On the contrary, Medicare is not sustainable on its present course. A modest slowdown in the rate spending increases has been bought chiefly through reductions in services, closure of facilities, fewer health professionals, increased waiting times and through forgoing innovative, but expensive, new technologies.
Medicare as we know it can only be "sustainable" if Canadians are willing to accept less service or more taxes. Polls, as I’ve already mentioned, indicate that neither is acceptable. And given increasing consumer expectations for expensive health technologies, drugs and procedures, and the expected health demands from an aging population, Medicare’s problems are only going to grow. In fact, a paper[3] by Bill Robson, vice president of the C.D. Howe Institute, a very prestigious think tank in Toronto, has argued that the unfunded liability of Medicare (promises to pay for services that normal increases in the take from the existing tax load will not cover) is in the $500 billion — $1.2 trillion range. Canada’s entire national debt, by comparison, is currently about $530 billion.
Yet Roy Romanow has already publicly rejected these arguments and has recommended not only retaining but even expanding the centrally planned, government monopoly model of health care in Canada.
Virtually every other major inquiry into health care, including the Kirby Report (by a committee of the Senate of Canada), the Mazankowski Report (by the Alberta Premier’s Advisory Council on Health, of which I was a member) and the Fyke Report for the Government of Saskatchewan (where Mr. Romanow was premier), identifies sustainability of the health care system as the challenge we face. Mr. Romanow’s own former Minister of Finance in Saskatchewan, underlined this when she testified before his commission.
But Mr. Romanow denies there’s a problem. We’re spending the same share of GDP today on public health care as 30 years ago. If a little more than 7 percent of GDP was sustainable in 1972, why is that same percentage unsustainable today?
It’s the wrong question. It’s not how much we’re spending, but how we’re paying for it and what we’re getting in return. For years we borrowed and spent on health care (and other services), so we got more than we were willing to pay for. Today, as the only G7 country consistently in budgetary surplus, we pay the full cost of today’s services, plus the interest on money we borrowed for health care and other things in the past. So while the spending has remained constant as a share of GDP, the tax burden has grown and quality has declined.

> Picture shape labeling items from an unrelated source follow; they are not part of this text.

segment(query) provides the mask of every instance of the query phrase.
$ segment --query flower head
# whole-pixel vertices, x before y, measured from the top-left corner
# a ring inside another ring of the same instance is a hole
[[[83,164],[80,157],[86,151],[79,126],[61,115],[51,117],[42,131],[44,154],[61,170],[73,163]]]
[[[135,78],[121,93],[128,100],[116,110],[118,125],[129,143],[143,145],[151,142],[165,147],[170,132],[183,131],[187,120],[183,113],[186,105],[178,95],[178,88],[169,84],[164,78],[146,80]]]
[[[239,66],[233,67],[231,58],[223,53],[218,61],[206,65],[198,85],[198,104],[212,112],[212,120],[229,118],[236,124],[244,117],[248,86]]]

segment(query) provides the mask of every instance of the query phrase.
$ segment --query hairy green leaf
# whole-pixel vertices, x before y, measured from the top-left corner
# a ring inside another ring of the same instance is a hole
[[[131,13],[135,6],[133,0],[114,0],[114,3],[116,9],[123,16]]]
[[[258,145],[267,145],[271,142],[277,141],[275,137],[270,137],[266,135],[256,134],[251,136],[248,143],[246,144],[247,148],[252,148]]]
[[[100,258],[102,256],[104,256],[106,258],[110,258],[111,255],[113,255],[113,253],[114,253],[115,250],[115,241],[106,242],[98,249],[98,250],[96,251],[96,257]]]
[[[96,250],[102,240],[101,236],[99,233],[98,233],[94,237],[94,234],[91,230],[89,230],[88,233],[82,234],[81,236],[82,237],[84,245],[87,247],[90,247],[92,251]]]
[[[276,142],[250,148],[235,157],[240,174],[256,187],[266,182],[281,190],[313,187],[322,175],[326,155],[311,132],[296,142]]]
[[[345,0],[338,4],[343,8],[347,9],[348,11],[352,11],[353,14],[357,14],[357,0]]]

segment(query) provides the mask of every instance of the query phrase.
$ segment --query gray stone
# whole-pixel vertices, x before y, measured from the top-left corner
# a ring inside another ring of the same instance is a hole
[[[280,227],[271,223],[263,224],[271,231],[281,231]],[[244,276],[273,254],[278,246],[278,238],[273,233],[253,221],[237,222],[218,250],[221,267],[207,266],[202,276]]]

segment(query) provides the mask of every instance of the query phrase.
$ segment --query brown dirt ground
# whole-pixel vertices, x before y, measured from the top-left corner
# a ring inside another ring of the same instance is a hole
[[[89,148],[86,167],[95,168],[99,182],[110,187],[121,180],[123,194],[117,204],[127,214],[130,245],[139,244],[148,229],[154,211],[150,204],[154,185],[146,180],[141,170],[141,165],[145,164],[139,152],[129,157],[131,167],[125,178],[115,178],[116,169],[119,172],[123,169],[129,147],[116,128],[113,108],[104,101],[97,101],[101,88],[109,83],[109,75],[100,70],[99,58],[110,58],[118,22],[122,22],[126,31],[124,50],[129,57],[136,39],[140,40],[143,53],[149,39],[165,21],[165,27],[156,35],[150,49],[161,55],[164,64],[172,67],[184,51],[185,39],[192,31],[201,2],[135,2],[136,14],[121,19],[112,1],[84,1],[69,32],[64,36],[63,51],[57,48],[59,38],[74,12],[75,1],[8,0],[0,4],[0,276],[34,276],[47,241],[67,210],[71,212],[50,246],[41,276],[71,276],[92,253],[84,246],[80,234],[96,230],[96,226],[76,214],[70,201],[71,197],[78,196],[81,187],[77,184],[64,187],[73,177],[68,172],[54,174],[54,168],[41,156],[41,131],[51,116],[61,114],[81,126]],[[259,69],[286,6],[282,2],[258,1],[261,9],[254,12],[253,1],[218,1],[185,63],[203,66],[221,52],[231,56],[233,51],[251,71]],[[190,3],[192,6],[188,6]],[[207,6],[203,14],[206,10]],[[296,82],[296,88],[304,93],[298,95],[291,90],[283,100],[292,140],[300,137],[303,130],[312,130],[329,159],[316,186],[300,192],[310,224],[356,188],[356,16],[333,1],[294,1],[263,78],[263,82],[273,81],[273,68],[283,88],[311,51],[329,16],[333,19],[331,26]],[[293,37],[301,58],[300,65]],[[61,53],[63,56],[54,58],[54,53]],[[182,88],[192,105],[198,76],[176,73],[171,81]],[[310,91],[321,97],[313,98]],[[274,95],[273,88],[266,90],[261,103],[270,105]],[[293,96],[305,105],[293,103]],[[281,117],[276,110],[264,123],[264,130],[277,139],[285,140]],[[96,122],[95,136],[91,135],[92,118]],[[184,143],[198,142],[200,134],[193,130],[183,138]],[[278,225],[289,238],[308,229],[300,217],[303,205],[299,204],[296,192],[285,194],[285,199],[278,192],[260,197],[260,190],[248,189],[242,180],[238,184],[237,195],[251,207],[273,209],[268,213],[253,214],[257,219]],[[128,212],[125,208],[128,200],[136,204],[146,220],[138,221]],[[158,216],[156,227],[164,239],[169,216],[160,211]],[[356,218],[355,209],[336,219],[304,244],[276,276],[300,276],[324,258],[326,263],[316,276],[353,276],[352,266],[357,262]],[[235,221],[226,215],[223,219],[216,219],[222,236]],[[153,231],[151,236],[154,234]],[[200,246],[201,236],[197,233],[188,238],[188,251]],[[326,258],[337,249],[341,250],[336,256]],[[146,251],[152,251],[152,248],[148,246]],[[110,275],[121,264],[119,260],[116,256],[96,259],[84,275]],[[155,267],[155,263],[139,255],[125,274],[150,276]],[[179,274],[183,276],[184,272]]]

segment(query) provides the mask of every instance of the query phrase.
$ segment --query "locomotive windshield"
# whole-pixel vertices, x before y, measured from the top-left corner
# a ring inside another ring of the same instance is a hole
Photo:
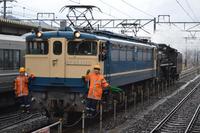
[[[26,53],[34,55],[48,54],[49,44],[47,41],[31,41],[27,43]]]
[[[67,52],[69,55],[97,55],[97,42],[95,41],[70,41]]]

The irresistible force of demand for "free" services is running headlong into the immovable object of unavoidably limited health budgets. To date, the pressure has been relieved by crumbling health infrastructure, loss of access to the latest medical innovations, declining numbers of medical professionals and lengthening queues. By and large, people have access to ordinary, relatively low-cost services like GP office visits, but find it increasingly difficult to get vital services such as sophisticated diagnostics, or many types of surgery and cancer care, where the waits can be measured in months if not years.
This is the exact reverse of what the rational person would want. We should use the public sector to pool everyone’s risk of expensive interventions, ensuring that they are available when needed, but leaving ordinary interventions, whose cost can easily be borne by the average person, to individuals, supplemented by private insurance and by subsidies for those on low-incomes. Hardly anyone can afford cancer care, bypass surgery, gene therapy or a serious chronic illness on their own. These are the things that, without insurance, destroy people’s finances.
Yet as much as 30 percent of the services consumed under Medicare are unnecessary, not medically beneficial or even harmful. No one would be financially ruined by having to pay for an ordinary doctor’s office visit if we ensured that people on low-incomes were subsidized and that there was a reasonable maximum anyone would be called on to pay. No one would be harmed by an incentive not to go to the emergency room when a visit to the family clinic would do just as well. The biggest health care study in the world, the RAND experiment, found that people who had to pay something towards the cost of their care consumed less of it, but that their health was, with very slight qualifications,[4] every bit as good as those who got totally free care.
The extra infusion of taxes Mr. Romanow recommends will merely put off the day when we realize that we must concentrate scarce public health care dollars where they’ll do the most good, and that we must give users of the system incentives to be prudent about how they spend them. We spend vast sums on procedures of little or no value, while we place patients whose condition endangers their life, in lengthening queues.